Дорога смерти - Стоун Роберт. Страница 23
Брент скрипнул зубами, он не мог дождаться, когда же наконец Харнор переведет разговор на Мадха с Хейном.
— Но этот скот, — продолжал Родди, — принадлежит Реду Парвитту. Старина Ред устал платить мне за перегон, так что как раз сейчас решил гнать его на рынок сам. Платит мне только за то, что я держу его скотину, пока с востока подойдут остальные гурты. Ну, они-то подошли этой ночью, но сегодня утром, как раз когда Ред и его парни собирались выехать, все их лошади пали. Получилось, Ред перехитрил сам себя. Он же не может гнать скотину куда бы то ни было пешком, а значит, вынужден платить мне за каждый день. Я стану хозяином каждой десятой его коровы к тому времени, как он пригонит свежих лошадей с переправы Джоллума.

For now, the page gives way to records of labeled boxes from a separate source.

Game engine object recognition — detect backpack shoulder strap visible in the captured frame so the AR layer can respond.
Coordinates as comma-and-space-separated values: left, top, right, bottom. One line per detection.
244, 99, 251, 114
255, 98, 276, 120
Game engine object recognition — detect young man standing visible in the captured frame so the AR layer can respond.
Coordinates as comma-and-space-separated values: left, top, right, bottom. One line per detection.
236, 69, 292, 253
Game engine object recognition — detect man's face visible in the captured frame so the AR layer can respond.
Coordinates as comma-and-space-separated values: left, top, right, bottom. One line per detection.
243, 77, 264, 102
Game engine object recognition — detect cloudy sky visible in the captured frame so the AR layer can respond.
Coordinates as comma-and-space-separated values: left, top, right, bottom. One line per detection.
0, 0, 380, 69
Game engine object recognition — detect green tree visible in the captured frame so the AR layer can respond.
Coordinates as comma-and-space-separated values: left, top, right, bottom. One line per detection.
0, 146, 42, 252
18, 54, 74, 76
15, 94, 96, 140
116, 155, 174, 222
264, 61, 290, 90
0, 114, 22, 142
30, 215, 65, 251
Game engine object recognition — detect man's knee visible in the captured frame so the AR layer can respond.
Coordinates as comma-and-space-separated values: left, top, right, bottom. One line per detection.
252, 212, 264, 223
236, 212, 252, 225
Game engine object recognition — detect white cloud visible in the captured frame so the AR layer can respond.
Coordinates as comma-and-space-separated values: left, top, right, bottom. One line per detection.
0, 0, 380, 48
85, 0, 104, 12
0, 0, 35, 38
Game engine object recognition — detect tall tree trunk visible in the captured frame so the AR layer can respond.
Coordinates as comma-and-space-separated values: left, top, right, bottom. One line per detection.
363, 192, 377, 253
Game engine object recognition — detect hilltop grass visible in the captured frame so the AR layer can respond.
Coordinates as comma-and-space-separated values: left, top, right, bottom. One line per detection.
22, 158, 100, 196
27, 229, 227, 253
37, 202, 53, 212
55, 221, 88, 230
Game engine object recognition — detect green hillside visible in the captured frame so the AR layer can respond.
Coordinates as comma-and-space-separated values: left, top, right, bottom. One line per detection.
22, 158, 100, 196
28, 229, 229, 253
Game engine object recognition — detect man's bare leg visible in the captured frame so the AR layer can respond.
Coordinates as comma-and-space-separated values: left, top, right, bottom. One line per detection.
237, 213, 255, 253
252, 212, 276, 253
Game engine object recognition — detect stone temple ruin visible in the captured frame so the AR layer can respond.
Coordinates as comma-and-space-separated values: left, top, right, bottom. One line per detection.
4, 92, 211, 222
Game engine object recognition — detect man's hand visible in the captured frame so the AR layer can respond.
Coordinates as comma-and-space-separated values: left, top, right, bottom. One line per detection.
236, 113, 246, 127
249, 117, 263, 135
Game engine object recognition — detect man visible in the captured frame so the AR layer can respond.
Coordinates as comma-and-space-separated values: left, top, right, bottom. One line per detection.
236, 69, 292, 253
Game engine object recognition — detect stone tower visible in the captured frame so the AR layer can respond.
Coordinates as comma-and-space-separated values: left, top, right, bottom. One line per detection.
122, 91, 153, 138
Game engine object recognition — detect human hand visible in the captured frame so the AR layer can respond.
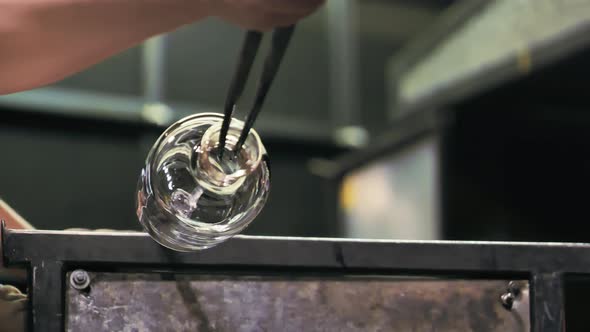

Тут Харнор расхохотался, это был неожиданный взрыв откровенного, искреннего смеха.
— Этот Ред, не тот здоровый, плохо воспитанный мужик с бородой, заплетенной в косичку?
— Точно, это Ред. Он со своими парнями все еще торчит в трактире. Затем глаза Родди понимающе сузились. — Держу пари, он пытался купить ваших лошадей.
— Да уж, пытался, — ответил Харнор, еле слышно добавив со смехом: Наемники! Да это же просто шайка раздраженных, севших в галошу фермеров.
— Ну, — хмыкнул Родди, — я вижу, вы их не продали, и за одно это стоит выпить.
На этот раз он передал бутыль Бренту, но тот лишь покачал головой и бросил недовольный взгляд на кривоносого агента.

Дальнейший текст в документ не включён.